Bartlett turned south later that day and reached the Roosevelt on 23 April. Peary and his team continued toward the North Pole, which they reported reaching on 6 April. No one, however, brought back any data or other evidence to substantiate the claim, and some members of the scientific community grew skeptical that the team had reached the pole at all.
Many people also criticized Peary for not taking Bartlett to the pole, arguing that as an expert navigator, he could have easily documented Peary's claim. Bartlett, however, invariably defended Peary against such criticisms, stating in his Log: "I must chuckle again when I think of people saying that Peary didn't go to the Pole — It was an easy jaunt to the Pole from where I left him, and conditions were improving right along" (164).
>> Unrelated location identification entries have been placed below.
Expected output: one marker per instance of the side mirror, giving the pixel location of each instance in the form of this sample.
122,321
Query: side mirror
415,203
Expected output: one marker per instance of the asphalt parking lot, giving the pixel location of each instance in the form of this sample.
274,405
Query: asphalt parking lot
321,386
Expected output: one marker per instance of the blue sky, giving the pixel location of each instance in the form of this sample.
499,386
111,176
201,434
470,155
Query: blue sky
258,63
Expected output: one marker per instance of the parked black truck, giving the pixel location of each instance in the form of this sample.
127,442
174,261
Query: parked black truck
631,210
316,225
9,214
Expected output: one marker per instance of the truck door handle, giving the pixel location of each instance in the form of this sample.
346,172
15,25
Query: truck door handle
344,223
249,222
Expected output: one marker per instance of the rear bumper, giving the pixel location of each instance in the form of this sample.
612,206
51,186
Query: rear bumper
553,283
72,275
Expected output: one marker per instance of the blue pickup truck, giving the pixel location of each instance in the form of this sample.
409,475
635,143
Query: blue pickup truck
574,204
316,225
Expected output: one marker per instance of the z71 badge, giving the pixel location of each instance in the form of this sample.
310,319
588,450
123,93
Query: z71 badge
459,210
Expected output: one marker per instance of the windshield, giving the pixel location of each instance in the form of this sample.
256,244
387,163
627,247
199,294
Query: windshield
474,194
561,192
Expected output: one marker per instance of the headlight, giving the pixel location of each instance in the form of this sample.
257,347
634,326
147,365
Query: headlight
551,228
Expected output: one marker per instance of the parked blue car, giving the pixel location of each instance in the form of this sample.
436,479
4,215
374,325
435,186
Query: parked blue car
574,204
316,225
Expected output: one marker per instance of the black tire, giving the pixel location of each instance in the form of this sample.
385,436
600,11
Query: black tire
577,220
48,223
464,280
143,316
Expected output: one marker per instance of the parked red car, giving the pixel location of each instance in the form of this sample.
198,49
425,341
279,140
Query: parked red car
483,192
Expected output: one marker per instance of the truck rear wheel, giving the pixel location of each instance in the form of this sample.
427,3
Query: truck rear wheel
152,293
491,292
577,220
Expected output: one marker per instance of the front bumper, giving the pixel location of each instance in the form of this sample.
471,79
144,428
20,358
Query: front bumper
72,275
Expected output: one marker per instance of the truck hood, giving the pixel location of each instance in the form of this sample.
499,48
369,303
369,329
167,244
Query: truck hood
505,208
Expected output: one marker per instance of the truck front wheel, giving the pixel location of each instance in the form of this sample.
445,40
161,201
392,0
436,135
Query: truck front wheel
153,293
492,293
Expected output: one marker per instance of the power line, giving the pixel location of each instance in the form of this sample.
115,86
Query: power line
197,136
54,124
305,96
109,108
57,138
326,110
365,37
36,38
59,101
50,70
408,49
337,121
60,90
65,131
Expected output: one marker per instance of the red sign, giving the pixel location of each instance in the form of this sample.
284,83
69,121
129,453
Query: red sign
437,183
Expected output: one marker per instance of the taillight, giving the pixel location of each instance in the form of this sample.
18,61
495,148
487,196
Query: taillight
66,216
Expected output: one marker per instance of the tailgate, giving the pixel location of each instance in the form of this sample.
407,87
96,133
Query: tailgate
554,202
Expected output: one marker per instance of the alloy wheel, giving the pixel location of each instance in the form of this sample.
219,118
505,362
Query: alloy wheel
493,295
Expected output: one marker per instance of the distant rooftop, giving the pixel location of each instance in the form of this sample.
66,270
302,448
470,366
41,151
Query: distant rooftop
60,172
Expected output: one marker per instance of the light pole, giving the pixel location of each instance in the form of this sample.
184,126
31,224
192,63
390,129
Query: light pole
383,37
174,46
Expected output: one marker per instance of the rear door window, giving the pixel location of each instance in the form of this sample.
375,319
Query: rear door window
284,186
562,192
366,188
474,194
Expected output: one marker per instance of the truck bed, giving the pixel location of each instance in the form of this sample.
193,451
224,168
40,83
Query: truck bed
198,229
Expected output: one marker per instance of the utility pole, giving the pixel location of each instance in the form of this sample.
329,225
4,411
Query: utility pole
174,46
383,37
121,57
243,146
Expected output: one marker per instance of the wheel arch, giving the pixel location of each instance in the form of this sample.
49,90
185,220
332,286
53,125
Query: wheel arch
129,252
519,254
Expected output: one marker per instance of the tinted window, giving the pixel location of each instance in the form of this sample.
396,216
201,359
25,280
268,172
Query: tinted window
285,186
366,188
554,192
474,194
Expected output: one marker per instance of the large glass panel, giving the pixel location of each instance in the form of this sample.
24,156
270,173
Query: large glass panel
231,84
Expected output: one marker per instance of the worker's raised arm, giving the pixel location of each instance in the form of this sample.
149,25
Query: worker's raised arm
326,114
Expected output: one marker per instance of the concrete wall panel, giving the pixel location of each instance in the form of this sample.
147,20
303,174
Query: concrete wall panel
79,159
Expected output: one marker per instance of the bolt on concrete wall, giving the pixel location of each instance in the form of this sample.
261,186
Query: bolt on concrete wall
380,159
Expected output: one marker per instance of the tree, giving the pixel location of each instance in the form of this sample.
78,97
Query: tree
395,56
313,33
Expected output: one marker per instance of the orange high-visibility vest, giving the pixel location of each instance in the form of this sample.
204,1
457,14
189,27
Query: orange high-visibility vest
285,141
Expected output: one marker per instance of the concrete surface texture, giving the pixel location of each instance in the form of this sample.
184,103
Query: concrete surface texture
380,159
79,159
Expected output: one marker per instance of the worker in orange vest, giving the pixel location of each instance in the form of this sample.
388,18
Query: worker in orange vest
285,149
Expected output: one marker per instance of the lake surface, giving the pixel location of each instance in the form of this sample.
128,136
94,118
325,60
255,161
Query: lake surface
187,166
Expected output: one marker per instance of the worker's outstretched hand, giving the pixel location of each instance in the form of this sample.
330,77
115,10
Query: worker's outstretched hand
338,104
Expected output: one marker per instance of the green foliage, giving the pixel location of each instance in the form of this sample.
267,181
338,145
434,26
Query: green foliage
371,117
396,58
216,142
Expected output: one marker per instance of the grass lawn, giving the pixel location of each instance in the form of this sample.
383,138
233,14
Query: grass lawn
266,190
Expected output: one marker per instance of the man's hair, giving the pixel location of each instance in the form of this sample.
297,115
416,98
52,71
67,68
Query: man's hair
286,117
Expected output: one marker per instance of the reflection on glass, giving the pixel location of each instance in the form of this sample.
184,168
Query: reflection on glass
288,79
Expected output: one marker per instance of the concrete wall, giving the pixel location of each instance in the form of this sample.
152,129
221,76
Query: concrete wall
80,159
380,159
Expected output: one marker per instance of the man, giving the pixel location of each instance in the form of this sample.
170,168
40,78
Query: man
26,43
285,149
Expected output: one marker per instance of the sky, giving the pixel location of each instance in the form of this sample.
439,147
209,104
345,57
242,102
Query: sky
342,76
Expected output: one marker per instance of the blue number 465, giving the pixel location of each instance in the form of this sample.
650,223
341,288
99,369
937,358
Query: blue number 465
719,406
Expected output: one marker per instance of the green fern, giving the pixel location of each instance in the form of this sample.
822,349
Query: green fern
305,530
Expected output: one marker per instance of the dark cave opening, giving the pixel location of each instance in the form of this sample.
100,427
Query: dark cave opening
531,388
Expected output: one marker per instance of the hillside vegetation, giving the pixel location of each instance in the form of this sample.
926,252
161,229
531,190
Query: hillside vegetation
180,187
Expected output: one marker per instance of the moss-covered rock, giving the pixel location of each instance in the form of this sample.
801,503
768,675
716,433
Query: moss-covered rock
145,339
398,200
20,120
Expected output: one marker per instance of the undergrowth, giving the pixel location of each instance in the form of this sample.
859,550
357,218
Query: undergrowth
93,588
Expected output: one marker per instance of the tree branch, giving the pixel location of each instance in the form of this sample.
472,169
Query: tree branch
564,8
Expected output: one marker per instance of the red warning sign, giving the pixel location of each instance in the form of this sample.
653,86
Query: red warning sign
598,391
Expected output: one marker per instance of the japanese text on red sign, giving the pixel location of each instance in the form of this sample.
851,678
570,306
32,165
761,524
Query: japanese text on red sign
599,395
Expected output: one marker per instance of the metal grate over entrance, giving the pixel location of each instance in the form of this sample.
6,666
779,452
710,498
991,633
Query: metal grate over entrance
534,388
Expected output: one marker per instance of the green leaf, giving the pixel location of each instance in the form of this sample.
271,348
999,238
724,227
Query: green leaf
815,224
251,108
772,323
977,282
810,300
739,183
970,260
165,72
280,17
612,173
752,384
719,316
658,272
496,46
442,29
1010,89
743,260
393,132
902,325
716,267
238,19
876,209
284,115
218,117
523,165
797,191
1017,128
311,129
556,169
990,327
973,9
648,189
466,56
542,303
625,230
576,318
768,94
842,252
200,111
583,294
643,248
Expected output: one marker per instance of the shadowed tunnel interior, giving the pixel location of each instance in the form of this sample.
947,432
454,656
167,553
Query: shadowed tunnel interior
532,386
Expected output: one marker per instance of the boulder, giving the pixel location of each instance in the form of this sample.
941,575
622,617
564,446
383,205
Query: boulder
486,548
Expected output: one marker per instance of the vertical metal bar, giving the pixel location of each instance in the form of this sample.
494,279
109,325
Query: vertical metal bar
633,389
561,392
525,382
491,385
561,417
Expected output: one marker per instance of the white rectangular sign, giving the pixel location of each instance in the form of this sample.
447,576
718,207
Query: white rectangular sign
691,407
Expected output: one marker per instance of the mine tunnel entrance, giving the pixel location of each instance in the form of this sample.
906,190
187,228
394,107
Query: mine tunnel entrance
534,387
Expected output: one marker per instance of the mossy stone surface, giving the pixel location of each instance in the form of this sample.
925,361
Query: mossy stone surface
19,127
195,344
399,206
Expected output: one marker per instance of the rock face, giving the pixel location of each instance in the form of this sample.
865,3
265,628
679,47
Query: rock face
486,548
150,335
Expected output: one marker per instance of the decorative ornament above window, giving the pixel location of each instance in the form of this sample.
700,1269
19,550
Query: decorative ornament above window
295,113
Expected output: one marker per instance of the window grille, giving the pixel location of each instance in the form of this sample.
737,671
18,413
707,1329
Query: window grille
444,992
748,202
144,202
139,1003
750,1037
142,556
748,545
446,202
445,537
Another shadow fell on the expedition after rival explorer Frederick Cook claimed to have reached the pole the previous April. Like Peary, Cook produced no evidence backing up his claim and the two men engaged in a drawn out and public dispute in which each tried to discredit the other. Although public opinion largely favoured Peary's claim, doubts continue to surround both accounts.
Honours and Awards
Following his return to North America, Bartlett embarked on an extensive lecture tour of Europe. Alongside the Hubbard Medal, he received the Royal Geographical Society's silver medal, while Peary accepted the gold. Although five other men accompanied Peary to the pole — African American explorer Matthew Henson and four Inuit guides — they received little recognition for their accomplishments and it was not until 2006 that the National Geographic Society posthumously awarded Henson its Hubbard Medal.
Although Bartlett never reached the pole himself, his three trips north sparked a lifelong obsession with northern exploration. Before he died in 1946, he visited the Arctic more than 20 times, donating an invaluable collection of scientific data and specimens to universities, museums, and other organizations.